Please CC: comments.

Best regards,
Thomas Jarosch

--------------------------------------------------------
Log fatal signals like SIGSEGV or SIGBUS
to aid debugging of obscure problems.

The code is a stripped down version
of grsecurity's signal logger.

Signed-Off-By: Gerd v. Egidy <gve@intra2net.com>
Signed-Off-By: Thomas Jarosch <thomas.jarosch@intra2net.com>

diff -u -r -p linux-2.6.22/kernel/signal.c linux.siglog/kernel/signal.c
--- linux-2.6.22/kernel/signal.c	Mon Jul  9 01:32:17 2007
+++ linux.siglog/kernel/signal.c	Wed Aug 22 11:08:58 2007
@@ -514,6 +514,64 @@ static int rm_from_queue(unsigned long m
 }
 
 /*
+ * Stuff needed for signal logger
+ */
+
+spinlock_t siglog_lock = SPIN_LOCK_UNLOCKED;
+unsigned long volatile siglog_wtime = 0;
+unsigned long volatile siglog_fyet = 0;
+
+/* time span in which flooding is measured */
+#define SIGLOG_FLOOD_SECONDS 5
+
+/* how many log entries are allowed in this time span */
+#define SIGLOG_FLOOD_BURST_LINES 20
+
+/*
+ * Log fatal signals
+ */
+void
+log_fatal_signal(const int sig, const struct task_struct *t)
+{
+	if ((sig == SIGSEGV) || (sig == SIGILL) || (sig == SIGABRT)
+        || (sig == SIGBUS) || (sig == SIGKILL) || (sig == SIGFPE)) {
+
+		/* flood protection ...
From: Marcin Slusarz
Date: Friday, September 12, 2008 - 10:11 am

Note that on current kernel when process segfaults it printks:

Please look at Documentation/SubmittingPatches.

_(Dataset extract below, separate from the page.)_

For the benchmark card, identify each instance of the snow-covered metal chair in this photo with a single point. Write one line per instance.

It would be clearer if you could write this code as:

if (!sth)
	return;


Marcin
--

From: Thomas Jarosch
Date: Tuesday, September 16, 2008 - 5:59 am

Thank you for your feedback Marcin, it was really helpful.

The log message above is a good start. There's also the
"print-fatal-signals" kernel parameter which prints out
much more than just the basic info:

 =======================
sleep/3277: potentially unexpected fatal signal 11.
code at 001b7571: 89 d3 3d 01 f0 ff ff 73 01 c3 53 e8 00 00 00 00

Pid: 3277, comm: sleep Not tainted (2.6.26-2.i2nsmp #7)
EIP: 0073:[<001b7571>] EFLAGS: 00000246 CPU: 0
EIP is at 0x1b7571
EAX: fffffdfc EBX: bffae0d4 ECX: bffae0d4 EDX: 00215c80
ESI: bffae0d4 EDI: bffae1e8 EBP: bffae268 ESP: bffae0a0
 DS: 007b ES: 007b FS: 0000 GS: 0000 SS: 007b
CR0: 8005003b CR2: b7fbf55c CR3: 369db000 CR4: 000006d0
DR0: 00000000 DR1: 00000000 DR2: 00000000 DR3: 00000000
DR6: ffff0ff0 DR7: 00000400
 =======================

This is way too much information to leave it on all the time.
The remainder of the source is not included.